Questions from a Ewe has a lot of good questions to ask Pope Francis:
Dear Pope Francis, I’m really confused.Because I read the very same day in the news
With abusive priests they claim their arms only reach the Vatican wallBut with the American nuns, suddenly across the ocean, those same arms can sprawl?
And then she offers the Holy Father some advice:
If you can’t control the priests then you don’t control nuns.If you want to control your daughters, please, first control your felonious, abusive sons.
For National Catholic Reporter, Jamie Manson calls on Catholics to face the facts: Pope Francis stands behind the ongoing hierarchical vendetta against American nuns. She concludes,
Like most popes before him, Francis sees the church as a prophetic voice to the outside world but is far less enthusiastic about the prophetic voices that cry out for justice inside the church. As he told the International Union of Superiors General last May, women religious should put themselves "in an attitude of adoration and service" and find their "filial expression in fidelity to the magisterium." It is an "absurd dichotomy," he said, to think "of following Jesus outside of the church, of loving Jesus without loving the church."
Pope Francis believes women religious should continue to do the work of the church while remaining obedient to the voice of the Roman Catholic hierarchy. Women religious, on the other hand, believe their work and their faith demand that they remain radically obedient first and foremost to the voice of God.

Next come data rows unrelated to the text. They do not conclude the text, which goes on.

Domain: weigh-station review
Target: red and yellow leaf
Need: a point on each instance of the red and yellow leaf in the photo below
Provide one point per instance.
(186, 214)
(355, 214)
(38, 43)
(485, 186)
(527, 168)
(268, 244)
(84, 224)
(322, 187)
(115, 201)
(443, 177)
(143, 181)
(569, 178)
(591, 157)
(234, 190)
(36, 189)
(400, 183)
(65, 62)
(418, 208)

What may appear to be a conflict over feminism, culture wars and conscious evolution is, ultimately, a cosmic struggle over whose voice the sisters choose to follow.
At Enlightened Catholicism, Colleen Baker takes a close look at the warped ecclesiology that underlies the abuse crisis in the Catholic church:
Clerical abuse is part of the clerical tradition because, and here comes the accountability issue, the clerical caste is way way more important to the Institutional Roman Catholic Church than its laity. This is why the laity and our children always come last when it comes to accountability. We don't count in the sacramental scheme in which Grace, the fuel to propel us to heaven, is a virtual monopoly of the priesthood. It is on this system that the Church is now founded. Priests count. Laity pay.
Robert Reich writes at Salon that right-wing policies are quite literally killing women:
The data tell the story: A study by the Roosevelt Institute shows that U.S. states with high poverty rates have maternal death rates 77 percent higher than states with lower levels of poverty. Women with no health insurance are four times more likely to die during pregnancy or in childbirth than women who are insured.
For The American Prospect, Gabriel Arana asks why the liberal media are so unbearably white:
Nearly 40 percent of the country is non-white and/or Hispanic, but the number of minorities at the outlets included in this article's tally—most of them self-identified as liberal or progressive—hovers around 10 percent. The Washington Monthly can boast 20 percent, but that's because it only has nine staffers in total, two of whom belong to minority groups. Dissent, like the Prospect, has one. Given the broad commitment to diversity in our corner of the publishing world, why is the track record so poor?